Actually, the poll was to see which color your slowest with.


----------



## Tim Major (Apr 15, 2010)

I use w/y, and tried this. I Find in order of best to worst: yellow/white, blue, green, red, orange. I am seriously fail at orange. I don't know why, but I was almost the same speed using blue. I think in future I'll use blue if it looks easy. So I voted Orange.


----------



## rubiknewbie (Apr 15, 2010)

White is ok. The rest are tough.


----------



## JTW2007 (Apr 15, 2010)

Anything other than green.


----------



## maggot (Apr 15, 2010)

For me white/yellow is good... same everyone orange is worst. I like to add that these color only effect cross/f2l for me and not oll/pll. For other method not fridrich, it really effect time because im solving like megaminx where I usually use the same 'pattern' for solving because I can find edge easier and I know what my 'cross' color is when it move around.


----------



## Rook (Apr 16, 2010)

It would definitely be the green/blue crosses. My regular cross colour is red (don't ask why), making orange/red easy. White/yellow are also not too hard compared to green/blue for some reason. I guess I notice the brighter stickers better.
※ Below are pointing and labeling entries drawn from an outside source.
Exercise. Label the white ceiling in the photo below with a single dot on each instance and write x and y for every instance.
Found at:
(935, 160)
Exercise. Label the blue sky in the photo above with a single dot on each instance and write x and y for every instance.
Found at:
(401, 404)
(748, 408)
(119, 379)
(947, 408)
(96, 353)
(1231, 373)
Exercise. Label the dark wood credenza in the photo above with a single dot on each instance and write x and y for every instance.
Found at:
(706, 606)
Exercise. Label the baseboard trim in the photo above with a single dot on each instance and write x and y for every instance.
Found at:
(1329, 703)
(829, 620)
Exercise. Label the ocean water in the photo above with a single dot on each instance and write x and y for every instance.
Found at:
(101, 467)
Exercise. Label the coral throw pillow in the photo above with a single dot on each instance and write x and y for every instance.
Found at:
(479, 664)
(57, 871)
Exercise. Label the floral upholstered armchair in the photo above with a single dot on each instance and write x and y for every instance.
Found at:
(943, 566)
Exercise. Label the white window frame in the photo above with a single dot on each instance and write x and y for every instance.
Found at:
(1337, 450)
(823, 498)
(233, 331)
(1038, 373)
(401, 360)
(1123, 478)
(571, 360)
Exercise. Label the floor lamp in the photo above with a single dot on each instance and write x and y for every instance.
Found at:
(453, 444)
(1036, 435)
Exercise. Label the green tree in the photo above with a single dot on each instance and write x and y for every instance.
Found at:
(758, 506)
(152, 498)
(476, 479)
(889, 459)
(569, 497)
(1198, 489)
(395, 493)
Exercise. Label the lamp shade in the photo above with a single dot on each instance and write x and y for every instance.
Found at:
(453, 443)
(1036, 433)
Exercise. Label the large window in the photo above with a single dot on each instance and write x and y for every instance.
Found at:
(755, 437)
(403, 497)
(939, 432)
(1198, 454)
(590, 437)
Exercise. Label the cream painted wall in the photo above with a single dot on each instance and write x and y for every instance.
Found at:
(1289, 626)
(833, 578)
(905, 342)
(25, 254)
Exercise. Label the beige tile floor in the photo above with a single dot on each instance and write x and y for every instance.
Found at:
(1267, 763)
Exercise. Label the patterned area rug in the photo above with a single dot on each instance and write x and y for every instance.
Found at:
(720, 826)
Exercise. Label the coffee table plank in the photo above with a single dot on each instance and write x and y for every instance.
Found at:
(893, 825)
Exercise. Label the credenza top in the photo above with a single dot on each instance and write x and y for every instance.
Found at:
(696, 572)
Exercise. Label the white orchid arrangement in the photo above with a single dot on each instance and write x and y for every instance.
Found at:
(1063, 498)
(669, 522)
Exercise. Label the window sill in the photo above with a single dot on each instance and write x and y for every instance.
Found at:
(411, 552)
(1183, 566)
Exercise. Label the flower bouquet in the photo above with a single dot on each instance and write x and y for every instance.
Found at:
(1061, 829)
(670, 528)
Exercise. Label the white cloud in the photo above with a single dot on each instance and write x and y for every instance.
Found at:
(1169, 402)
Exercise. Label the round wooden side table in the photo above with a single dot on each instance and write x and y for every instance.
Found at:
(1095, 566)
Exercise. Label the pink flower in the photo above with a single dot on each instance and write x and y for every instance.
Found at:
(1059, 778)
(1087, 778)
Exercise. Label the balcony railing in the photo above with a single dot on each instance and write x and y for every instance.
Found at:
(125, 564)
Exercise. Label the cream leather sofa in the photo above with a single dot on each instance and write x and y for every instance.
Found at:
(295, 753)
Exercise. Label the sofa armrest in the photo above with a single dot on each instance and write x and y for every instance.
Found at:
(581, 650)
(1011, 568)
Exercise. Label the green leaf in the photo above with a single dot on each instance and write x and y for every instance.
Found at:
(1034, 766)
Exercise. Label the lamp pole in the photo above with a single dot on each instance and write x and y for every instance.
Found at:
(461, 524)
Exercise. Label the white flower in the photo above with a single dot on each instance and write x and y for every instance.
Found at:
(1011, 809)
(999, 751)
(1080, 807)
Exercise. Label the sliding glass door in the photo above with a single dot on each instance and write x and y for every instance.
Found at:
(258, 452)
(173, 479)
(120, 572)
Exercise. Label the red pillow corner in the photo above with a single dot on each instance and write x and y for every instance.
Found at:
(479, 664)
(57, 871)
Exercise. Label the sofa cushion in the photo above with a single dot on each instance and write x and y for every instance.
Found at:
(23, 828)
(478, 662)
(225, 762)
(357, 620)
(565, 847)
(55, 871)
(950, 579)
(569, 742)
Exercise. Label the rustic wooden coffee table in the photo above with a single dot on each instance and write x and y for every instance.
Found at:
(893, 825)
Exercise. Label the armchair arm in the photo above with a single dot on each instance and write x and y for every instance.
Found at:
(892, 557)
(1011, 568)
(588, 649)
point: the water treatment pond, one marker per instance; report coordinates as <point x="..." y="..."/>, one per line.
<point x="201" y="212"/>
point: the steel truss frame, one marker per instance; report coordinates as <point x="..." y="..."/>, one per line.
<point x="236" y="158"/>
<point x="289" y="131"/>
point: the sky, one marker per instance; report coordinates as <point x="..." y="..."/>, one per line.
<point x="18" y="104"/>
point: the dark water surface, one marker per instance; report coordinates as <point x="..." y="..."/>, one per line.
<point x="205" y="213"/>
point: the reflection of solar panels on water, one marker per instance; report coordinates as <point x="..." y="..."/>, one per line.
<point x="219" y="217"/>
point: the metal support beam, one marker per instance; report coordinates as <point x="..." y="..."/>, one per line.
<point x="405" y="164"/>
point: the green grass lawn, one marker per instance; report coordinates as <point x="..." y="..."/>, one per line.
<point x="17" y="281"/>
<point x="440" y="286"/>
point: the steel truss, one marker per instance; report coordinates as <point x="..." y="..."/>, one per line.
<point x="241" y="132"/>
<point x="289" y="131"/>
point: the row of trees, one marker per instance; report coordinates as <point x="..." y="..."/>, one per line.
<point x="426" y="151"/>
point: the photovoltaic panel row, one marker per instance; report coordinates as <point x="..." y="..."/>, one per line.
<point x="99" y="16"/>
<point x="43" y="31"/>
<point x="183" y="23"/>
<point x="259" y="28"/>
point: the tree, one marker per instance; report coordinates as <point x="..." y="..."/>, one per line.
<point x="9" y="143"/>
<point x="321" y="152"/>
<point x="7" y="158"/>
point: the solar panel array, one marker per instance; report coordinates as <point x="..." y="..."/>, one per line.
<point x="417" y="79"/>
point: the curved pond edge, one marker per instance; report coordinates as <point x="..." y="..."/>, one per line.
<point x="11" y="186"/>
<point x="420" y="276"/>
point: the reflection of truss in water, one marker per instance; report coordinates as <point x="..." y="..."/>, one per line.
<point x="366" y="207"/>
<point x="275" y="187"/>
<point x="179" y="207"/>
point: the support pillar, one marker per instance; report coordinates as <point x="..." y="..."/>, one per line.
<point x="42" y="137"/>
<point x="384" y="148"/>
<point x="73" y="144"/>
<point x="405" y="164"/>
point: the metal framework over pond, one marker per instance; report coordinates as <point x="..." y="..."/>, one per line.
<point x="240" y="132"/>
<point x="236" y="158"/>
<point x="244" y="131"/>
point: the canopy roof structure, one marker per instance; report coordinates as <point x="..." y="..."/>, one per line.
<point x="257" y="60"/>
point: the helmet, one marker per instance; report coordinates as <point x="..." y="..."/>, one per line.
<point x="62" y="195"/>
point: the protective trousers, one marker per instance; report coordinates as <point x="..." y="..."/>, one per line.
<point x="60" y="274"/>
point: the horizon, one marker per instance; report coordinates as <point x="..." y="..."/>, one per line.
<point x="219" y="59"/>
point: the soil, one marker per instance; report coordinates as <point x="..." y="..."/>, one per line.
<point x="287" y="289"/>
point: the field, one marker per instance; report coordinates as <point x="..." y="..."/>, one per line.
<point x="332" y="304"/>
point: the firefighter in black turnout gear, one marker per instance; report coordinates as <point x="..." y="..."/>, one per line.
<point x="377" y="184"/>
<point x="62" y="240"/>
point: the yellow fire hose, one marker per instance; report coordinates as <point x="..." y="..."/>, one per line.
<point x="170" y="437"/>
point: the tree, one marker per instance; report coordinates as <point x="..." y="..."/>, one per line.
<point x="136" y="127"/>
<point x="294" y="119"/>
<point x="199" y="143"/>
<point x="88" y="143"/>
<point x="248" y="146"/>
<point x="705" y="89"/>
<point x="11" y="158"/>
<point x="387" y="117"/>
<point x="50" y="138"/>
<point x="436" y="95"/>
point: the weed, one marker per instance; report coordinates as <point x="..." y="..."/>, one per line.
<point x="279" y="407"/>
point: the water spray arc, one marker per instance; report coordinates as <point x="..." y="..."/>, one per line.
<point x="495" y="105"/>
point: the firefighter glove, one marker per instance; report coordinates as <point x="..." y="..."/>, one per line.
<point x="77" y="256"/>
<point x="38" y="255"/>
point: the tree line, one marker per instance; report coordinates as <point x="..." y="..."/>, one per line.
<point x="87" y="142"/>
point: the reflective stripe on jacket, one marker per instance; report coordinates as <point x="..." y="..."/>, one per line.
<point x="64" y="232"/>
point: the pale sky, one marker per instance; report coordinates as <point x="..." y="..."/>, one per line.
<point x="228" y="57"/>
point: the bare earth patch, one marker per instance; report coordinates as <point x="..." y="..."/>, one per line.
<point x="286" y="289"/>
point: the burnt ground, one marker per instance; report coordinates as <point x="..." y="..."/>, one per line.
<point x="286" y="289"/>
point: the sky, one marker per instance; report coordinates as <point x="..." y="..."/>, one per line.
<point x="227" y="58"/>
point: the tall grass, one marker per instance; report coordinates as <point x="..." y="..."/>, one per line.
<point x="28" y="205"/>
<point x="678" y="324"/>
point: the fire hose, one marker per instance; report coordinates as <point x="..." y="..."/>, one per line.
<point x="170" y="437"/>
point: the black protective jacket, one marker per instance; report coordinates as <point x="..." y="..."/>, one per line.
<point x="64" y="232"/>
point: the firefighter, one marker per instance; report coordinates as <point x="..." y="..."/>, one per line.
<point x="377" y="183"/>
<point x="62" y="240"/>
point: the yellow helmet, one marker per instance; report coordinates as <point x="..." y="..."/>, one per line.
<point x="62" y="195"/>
On a regular cross, I take ~30 seconds.
On a white/yellow cross, I take ~40 seconds.
On a blue/green cross, I take 50+ seconds

My crosses are also really bad for all non-regular cross colours...


----------



## Ranzha (Apr 16, 2010)

To save time, I'll do an average of five for each.



Spoiler



*White Cross*
(26.75), 22.44, 22.83, (20.63), 23.41
Average 3/5: *22.89*

*Yellow Cross*
(25.25), 22.96, (21.11), 23.53, 22.83
Average 3/5: *23.11*

*Green Cross*
(25.34), 22.16, 23.80, (20.31), 23.31
Average 3/5: *23.31*

*Red Cross*
(25.58), 23.85, 23.38, 23.48, (22.66)
Average 3/5: *23.57*

*Orange Cross*
24.25, 23.96, (23.11), 25.88, (28.58)
Average 3/5: *24.25*

*Blue Cross*
24.65, 25.69, 26.52, (27.32), (19.31)
Average 3/5: *25.69*



Long story short, worst was blue cross.
Best was white cross.
Best individual solve, however, was an uncounted blue cross solve.


----------



## Dene (Apr 16, 2010)

Conclusion: it depends on the person, not on the colour?


----------



## SuperNerd (Apr 17, 2010)

Dene said:


> Conclusion: it depends on the person, not on the colour?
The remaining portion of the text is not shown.